И я представил его за работой в том длительном, напряженном и сложном духовном процессе, когда, собрав всю силу интеллекта и последние крохи
Над притихшим Киевом сиял почти прозрачный ободок луны, и, тронутый позолотой, чуть слышно овеянный теплым ветром весны, каменный мир города был задумчив и прекрасен.
Он ждал меня следующим вечером и встретил веселым возгласом: «Здоровеньки булы!» Да, первый рубеж был перейден, мы уже стали добрыми знакомыми и могли, не отвлекаясь, заняться тем, что свело нас, — повестью. Начали с того, что я стал читать первую главу рукописи вслух. Он затих, затаился, напряженно ловя каждое слово. Впервые он слышал свой, текст не в чтении жены, а с голоса другого человека, и на тонком, бескровном лице его отчетливо отражалось то удивление, то озабоченность, то досада.
— Возьмите мою руку, — прошептал он. — Если я недоволен фразой, ее конструкцией или каким-либо словом — вы ощутите сигнал. Но нам, пожалуй, придется начать заново, потому что я недоволен целым периодом.
Я согласился и снова начал чтение с первых строк; чуткая рука его лежала в моей руке, я ощущал ее ровную напряженность, и, когда она слегка сжимала мою руку, я делал пометку на полях. Но пометки я делал и от себя, каждый раз объясняя, почему фраза представлялась мне рыхлой, вычурной или незаконченной. Вскоре мы приучились быстро и легко понимать друг друга, и хотя он далеко не всегда соглашался с моими замечаниями, наша работа продвигалась успешно.
Так мы встречались несколько вечеров, иногда с перерывами в три-четыре дня, в неделю. Что поначалу удивляло меня и даже озадачивало — его активное жизнелюбие. Оно было основой его мировосприятия. Все же временами я ждал, казалось бы, неизбежного в его состоянии проявления душевного надлома. Неотвратимо надвигалось медленное угасание. Он это отлично понимал и, задумываясь о своей судьбе, находил какое-то светлое решение. Однажды он вспомнил поездку на юг, на берег Черного моря, и, задумчиво улыбаясь, сказал:
— Почему-то при слове «море» я обязательно вижу чайку над плавной, зеленоватой, полированной волной. Я мог бы, наверное, часами следить за ее полетом. Сколько силы, и совершенного мастерства, и полного, мощного ощущения жизни!

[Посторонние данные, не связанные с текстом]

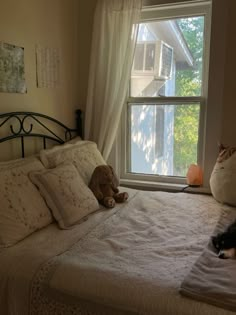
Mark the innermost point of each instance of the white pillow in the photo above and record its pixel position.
(223, 180)
(84, 155)
(22, 209)
(65, 193)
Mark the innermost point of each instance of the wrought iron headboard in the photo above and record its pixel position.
(23, 124)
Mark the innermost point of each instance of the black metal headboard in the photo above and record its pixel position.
(29, 124)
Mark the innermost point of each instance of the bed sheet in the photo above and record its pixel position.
(155, 238)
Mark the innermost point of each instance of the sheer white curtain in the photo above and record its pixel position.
(114, 37)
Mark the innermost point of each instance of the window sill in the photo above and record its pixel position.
(145, 185)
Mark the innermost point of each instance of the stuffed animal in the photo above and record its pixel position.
(103, 184)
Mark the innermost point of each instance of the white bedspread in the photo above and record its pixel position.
(137, 259)
(133, 257)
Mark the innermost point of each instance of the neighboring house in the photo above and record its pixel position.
(160, 50)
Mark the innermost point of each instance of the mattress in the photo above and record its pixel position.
(128, 260)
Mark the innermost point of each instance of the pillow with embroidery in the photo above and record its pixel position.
(22, 210)
(223, 177)
(65, 194)
(84, 155)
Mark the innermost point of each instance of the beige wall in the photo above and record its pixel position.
(229, 96)
(50, 23)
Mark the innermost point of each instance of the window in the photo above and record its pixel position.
(165, 112)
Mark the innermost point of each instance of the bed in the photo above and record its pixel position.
(62, 253)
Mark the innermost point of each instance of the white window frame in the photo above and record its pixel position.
(155, 13)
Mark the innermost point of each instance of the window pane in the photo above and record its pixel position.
(163, 138)
(169, 58)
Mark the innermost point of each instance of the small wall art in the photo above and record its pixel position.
(48, 67)
(12, 69)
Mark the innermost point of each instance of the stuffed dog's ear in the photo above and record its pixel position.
(115, 180)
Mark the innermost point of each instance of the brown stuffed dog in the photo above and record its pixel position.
(103, 184)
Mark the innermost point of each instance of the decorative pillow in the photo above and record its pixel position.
(84, 155)
(223, 177)
(22, 210)
(65, 193)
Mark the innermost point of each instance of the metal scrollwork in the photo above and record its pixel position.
(22, 125)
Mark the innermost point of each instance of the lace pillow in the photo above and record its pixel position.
(22, 210)
(223, 177)
(65, 193)
(84, 155)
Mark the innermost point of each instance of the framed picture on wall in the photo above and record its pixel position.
(12, 69)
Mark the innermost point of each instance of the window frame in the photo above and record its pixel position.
(155, 13)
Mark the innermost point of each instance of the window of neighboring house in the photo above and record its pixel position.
(166, 106)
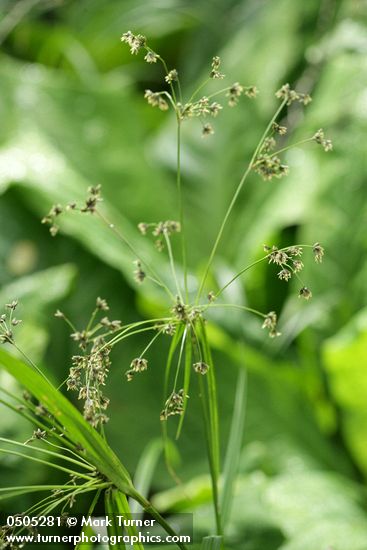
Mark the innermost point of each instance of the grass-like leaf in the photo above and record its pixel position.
(234, 446)
(97, 452)
(212, 543)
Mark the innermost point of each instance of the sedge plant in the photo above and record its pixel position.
(75, 443)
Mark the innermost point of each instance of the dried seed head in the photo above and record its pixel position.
(201, 367)
(211, 296)
(305, 293)
(281, 130)
(318, 252)
(269, 167)
(155, 99)
(289, 95)
(12, 306)
(39, 434)
(319, 137)
(172, 76)
(151, 57)
(284, 275)
(174, 404)
(270, 323)
(297, 266)
(59, 314)
(278, 257)
(180, 310)
(235, 91)
(207, 130)
(101, 304)
(139, 364)
(135, 42)
(215, 73)
(139, 273)
(295, 250)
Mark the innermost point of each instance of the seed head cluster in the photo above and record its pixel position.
(174, 405)
(8, 322)
(288, 260)
(89, 371)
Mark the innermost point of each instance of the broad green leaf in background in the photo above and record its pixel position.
(344, 358)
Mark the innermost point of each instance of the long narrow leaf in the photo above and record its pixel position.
(121, 506)
(212, 543)
(234, 446)
(113, 530)
(97, 451)
(187, 377)
(145, 471)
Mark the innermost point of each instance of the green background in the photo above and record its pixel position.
(72, 114)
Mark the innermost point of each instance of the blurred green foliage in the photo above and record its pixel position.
(72, 115)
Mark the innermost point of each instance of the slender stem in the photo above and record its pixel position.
(252, 265)
(172, 264)
(170, 83)
(291, 146)
(39, 460)
(180, 205)
(132, 249)
(234, 199)
(198, 89)
(29, 360)
(180, 358)
(237, 306)
(50, 453)
(156, 515)
(150, 344)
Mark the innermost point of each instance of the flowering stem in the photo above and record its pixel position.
(291, 146)
(199, 88)
(172, 263)
(237, 306)
(234, 199)
(180, 205)
(180, 358)
(150, 344)
(132, 249)
(170, 83)
(252, 265)
(31, 362)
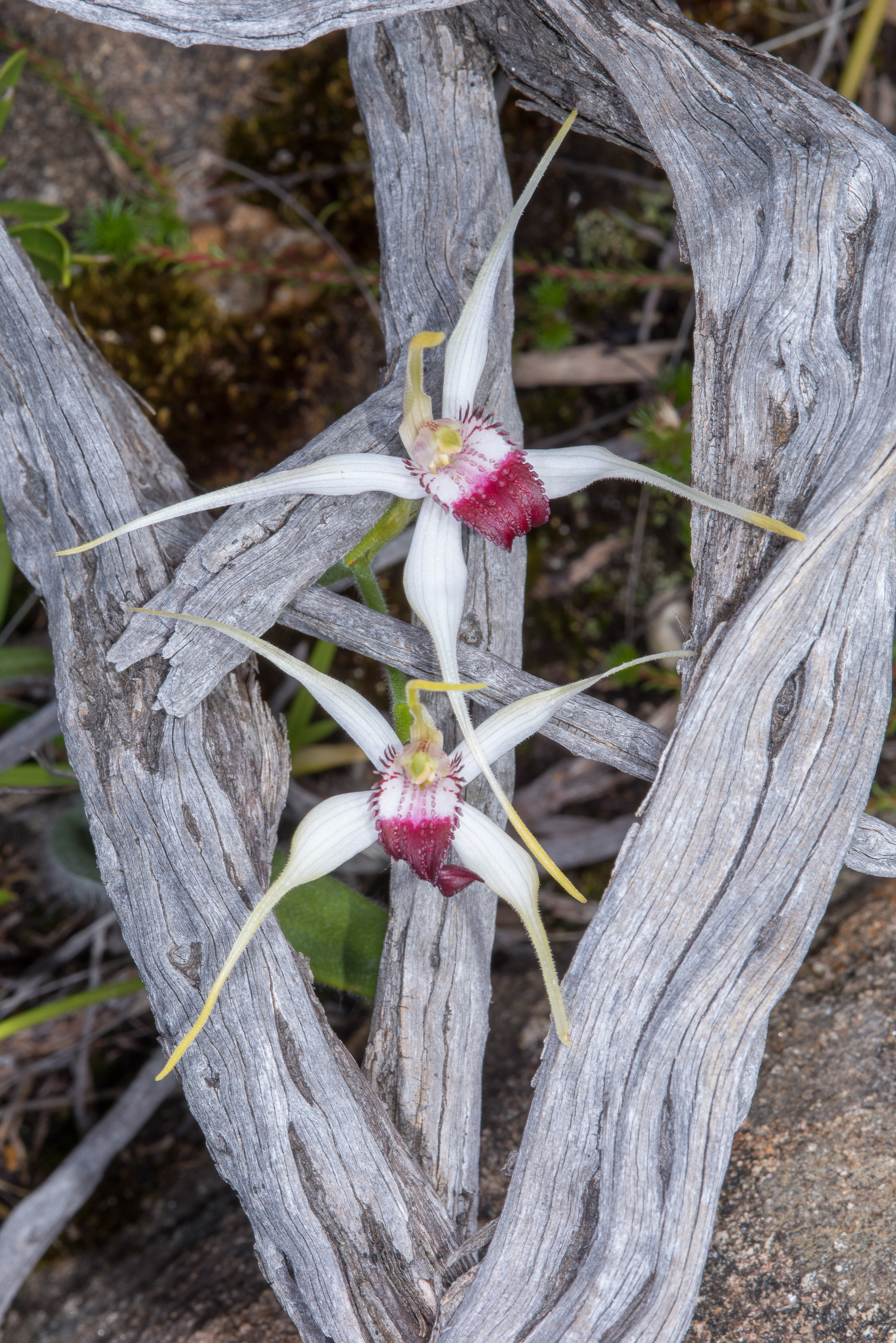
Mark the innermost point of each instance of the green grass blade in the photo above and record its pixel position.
(62, 1006)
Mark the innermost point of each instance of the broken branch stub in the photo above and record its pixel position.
(185, 816)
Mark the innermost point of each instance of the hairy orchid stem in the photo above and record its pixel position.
(461, 712)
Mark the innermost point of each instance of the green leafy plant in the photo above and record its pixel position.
(543, 313)
(37, 229)
(340, 931)
(120, 229)
(23, 661)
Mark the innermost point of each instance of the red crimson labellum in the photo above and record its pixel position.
(417, 806)
(485, 481)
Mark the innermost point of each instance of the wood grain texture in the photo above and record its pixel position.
(183, 813)
(261, 26)
(256, 558)
(587, 727)
(425, 92)
(786, 196)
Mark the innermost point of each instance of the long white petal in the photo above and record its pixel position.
(563, 470)
(436, 585)
(328, 836)
(351, 710)
(332, 833)
(510, 872)
(436, 581)
(350, 473)
(520, 720)
(468, 348)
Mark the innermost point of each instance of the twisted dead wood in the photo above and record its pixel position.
(786, 198)
(585, 726)
(185, 814)
(425, 92)
(264, 26)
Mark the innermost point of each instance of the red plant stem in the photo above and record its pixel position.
(93, 106)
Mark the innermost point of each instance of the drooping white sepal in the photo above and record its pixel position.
(563, 470)
(331, 833)
(468, 347)
(347, 707)
(347, 473)
(436, 581)
(510, 872)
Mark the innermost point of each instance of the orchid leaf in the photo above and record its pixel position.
(33, 211)
(340, 931)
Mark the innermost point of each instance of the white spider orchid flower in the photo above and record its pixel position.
(416, 810)
(464, 469)
(463, 466)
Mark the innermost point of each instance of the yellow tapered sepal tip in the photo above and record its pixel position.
(426, 340)
(773, 524)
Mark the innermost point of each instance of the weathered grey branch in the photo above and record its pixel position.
(33, 1226)
(786, 199)
(425, 92)
(586, 727)
(872, 848)
(264, 26)
(21, 742)
(185, 814)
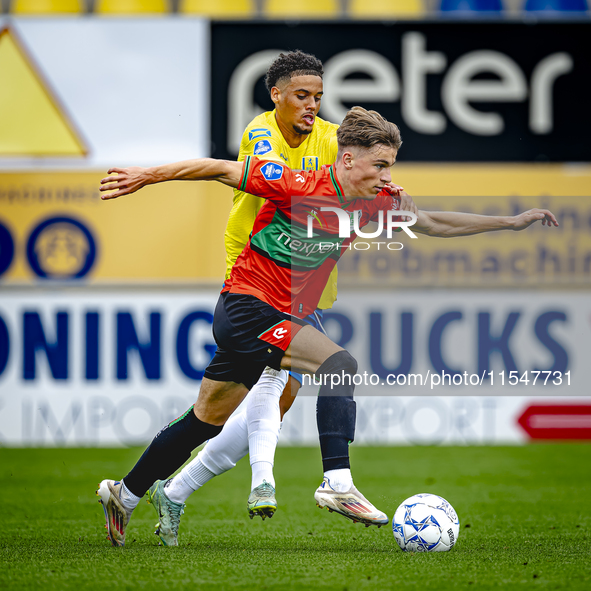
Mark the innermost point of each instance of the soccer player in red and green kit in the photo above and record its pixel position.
(257, 322)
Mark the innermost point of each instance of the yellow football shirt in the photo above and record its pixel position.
(262, 138)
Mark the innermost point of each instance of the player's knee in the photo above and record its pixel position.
(341, 361)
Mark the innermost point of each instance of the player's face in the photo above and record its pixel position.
(297, 103)
(369, 170)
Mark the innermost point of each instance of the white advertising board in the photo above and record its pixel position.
(108, 367)
(95, 93)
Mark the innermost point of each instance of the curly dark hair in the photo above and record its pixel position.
(292, 63)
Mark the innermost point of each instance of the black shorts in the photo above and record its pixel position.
(250, 336)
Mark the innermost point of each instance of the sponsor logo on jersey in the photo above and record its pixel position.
(262, 147)
(310, 163)
(272, 172)
(260, 132)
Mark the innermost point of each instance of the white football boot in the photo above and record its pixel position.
(351, 504)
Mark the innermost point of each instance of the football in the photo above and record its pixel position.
(426, 523)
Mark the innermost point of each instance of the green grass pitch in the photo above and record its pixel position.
(524, 511)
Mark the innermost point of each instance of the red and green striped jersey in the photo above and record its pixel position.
(280, 264)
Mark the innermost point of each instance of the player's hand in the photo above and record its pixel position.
(394, 189)
(124, 181)
(407, 204)
(527, 218)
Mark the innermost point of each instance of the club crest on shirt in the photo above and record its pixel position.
(259, 132)
(262, 147)
(310, 163)
(272, 171)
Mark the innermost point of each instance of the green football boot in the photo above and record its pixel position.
(261, 501)
(169, 514)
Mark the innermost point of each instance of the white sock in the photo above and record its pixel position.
(223, 452)
(340, 480)
(262, 471)
(129, 500)
(264, 422)
(219, 455)
(191, 478)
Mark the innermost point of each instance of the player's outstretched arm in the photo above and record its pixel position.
(450, 224)
(124, 181)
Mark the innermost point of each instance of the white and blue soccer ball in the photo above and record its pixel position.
(426, 523)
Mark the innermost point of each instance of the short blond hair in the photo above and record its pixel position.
(366, 129)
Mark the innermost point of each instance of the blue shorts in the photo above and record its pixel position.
(315, 320)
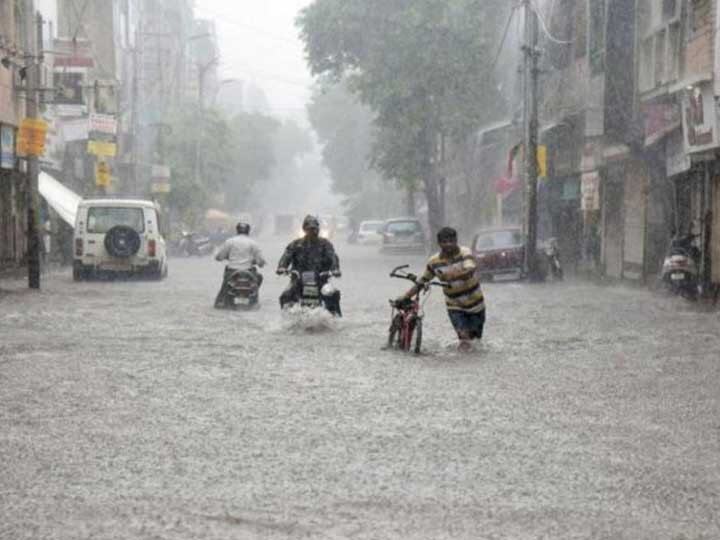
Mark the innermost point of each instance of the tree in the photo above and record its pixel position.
(236, 154)
(420, 65)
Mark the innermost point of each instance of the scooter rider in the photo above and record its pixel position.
(310, 254)
(242, 253)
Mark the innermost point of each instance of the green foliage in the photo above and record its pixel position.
(216, 160)
(420, 65)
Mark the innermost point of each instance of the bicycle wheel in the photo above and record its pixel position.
(393, 332)
(406, 334)
(418, 335)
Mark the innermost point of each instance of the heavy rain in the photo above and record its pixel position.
(369, 269)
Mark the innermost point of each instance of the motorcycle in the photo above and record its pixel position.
(194, 245)
(315, 290)
(242, 289)
(680, 270)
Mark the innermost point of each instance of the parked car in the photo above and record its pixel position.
(369, 233)
(403, 235)
(500, 253)
(118, 237)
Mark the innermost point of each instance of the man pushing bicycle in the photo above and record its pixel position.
(455, 265)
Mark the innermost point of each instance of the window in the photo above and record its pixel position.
(102, 219)
(661, 41)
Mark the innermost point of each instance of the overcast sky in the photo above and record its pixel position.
(259, 43)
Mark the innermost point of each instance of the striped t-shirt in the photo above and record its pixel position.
(463, 293)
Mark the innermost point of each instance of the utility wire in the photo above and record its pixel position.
(543, 25)
(502, 41)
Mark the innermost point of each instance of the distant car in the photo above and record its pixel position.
(118, 236)
(369, 233)
(403, 235)
(500, 253)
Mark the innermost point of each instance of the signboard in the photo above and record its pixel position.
(31, 137)
(102, 174)
(7, 147)
(74, 130)
(590, 191)
(160, 179)
(103, 138)
(699, 117)
(102, 148)
(102, 123)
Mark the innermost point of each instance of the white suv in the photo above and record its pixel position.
(118, 236)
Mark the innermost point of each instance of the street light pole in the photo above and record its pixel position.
(33, 29)
(531, 136)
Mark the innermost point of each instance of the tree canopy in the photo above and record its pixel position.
(420, 65)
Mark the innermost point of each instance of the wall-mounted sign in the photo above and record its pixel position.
(7, 147)
(699, 116)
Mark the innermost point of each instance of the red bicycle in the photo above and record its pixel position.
(406, 316)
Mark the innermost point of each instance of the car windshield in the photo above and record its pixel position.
(498, 240)
(102, 218)
(403, 227)
(371, 227)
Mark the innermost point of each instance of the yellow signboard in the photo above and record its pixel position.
(102, 148)
(160, 187)
(542, 161)
(31, 137)
(102, 174)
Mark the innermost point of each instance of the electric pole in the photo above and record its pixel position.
(530, 74)
(33, 47)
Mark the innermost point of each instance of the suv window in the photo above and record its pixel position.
(102, 218)
(403, 227)
(498, 239)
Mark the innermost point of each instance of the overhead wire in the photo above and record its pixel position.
(502, 41)
(544, 27)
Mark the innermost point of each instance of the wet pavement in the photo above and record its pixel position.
(135, 410)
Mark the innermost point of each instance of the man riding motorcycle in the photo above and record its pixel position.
(310, 254)
(242, 253)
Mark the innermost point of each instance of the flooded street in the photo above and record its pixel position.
(136, 410)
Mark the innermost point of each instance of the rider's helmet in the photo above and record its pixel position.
(447, 234)
(311, 222)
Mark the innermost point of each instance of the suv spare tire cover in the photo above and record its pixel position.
(122, 241)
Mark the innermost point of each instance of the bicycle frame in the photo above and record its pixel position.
(406, 318)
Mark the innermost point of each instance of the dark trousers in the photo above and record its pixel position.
(222, 294)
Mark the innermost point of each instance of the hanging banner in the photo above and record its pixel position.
(7, 147)
(102, 135)
(102, 174)
(590, 191)
(699, 116)
(31, 137)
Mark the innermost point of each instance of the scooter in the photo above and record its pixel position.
(680, 269)
(194, 245)
(242, 290)
(314, 290)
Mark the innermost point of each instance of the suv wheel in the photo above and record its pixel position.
(122, 241)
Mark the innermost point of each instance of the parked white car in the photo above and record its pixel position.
(118, 237)
(370, 233)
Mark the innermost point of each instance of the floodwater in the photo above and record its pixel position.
(135, 410)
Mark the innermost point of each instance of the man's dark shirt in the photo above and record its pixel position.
(305, 255)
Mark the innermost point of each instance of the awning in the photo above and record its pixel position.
(63, 200)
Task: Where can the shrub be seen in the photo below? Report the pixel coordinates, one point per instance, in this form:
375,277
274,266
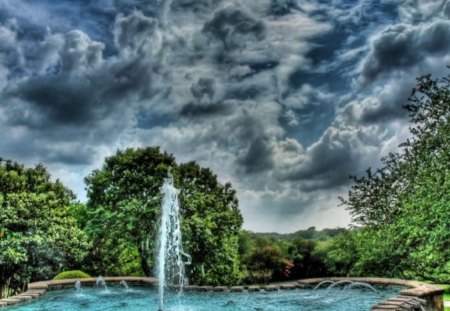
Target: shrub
74,274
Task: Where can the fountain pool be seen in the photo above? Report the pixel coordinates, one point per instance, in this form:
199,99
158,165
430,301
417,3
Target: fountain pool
146,299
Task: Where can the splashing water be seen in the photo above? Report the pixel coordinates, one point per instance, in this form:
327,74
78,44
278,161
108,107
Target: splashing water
100,282
123,284
170,263
78,285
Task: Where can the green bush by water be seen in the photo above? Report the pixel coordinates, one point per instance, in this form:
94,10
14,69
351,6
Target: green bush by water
74,274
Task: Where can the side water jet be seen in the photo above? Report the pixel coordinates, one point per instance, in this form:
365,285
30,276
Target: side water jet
171,257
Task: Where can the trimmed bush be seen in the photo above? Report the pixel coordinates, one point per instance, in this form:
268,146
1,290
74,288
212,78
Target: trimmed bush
74,274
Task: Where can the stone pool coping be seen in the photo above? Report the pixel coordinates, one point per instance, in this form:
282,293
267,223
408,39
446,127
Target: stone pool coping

Переводя дыхание, он добавил тихо:
— Но и у этой сильной птицы случаются чепе. Я видел, как чайка налетела на антенну корабля. Тонкая стальная нить в дымке утра, наверное, была совсем незаметна. Потом она блеснула, как лезвие бритвы, когда птица ударилась о нее. И что за мгновенная перемена: только что реяли два могучие крыла, и вот — удар, и белая вспышка, и со сломанной траектории полета падает бессильный лохматый комок.
Он закрыл глаза и, сдвинув брови, с минуту словно бы прислушивался к тишине.
— Я получаю много писем. Товарищи, спасибо им, не забывают. Впрочем, вы видели и знаете… Так вот, в одном из этих писем старый хороший товарищ сочувственно сравнил меня с птицей, что налетела ночью на провода. Я прочитал эти строки и увидел чайку на палубе. Нет, — написал я товарищу, — ты ошибся: даже если бы та раненая птица была в равном положении со мной, все равно на поверку она оказалась бы несравненно слабее. Потому что в полете она знала лишь одну опору — воздух. Моему сознанию известны и другие опоры. Потому, что и в полете, и после крушения она могла рассчитывать лишь на себя. А к моей жизни как бы подключены несчитанные датчики тепла и света, и я постоянно ощущаю их проникающее действие, и понимаю, что это — другие жизни. Что происходит со мной, чудо исцеления? Но это невозможно. Значит, чудо продления жизни? Да, я верю в него, ибо ресурсы моего организма давно исчерпаны, а я живу, мыслю, действую, частица живого потока в берегах Времени.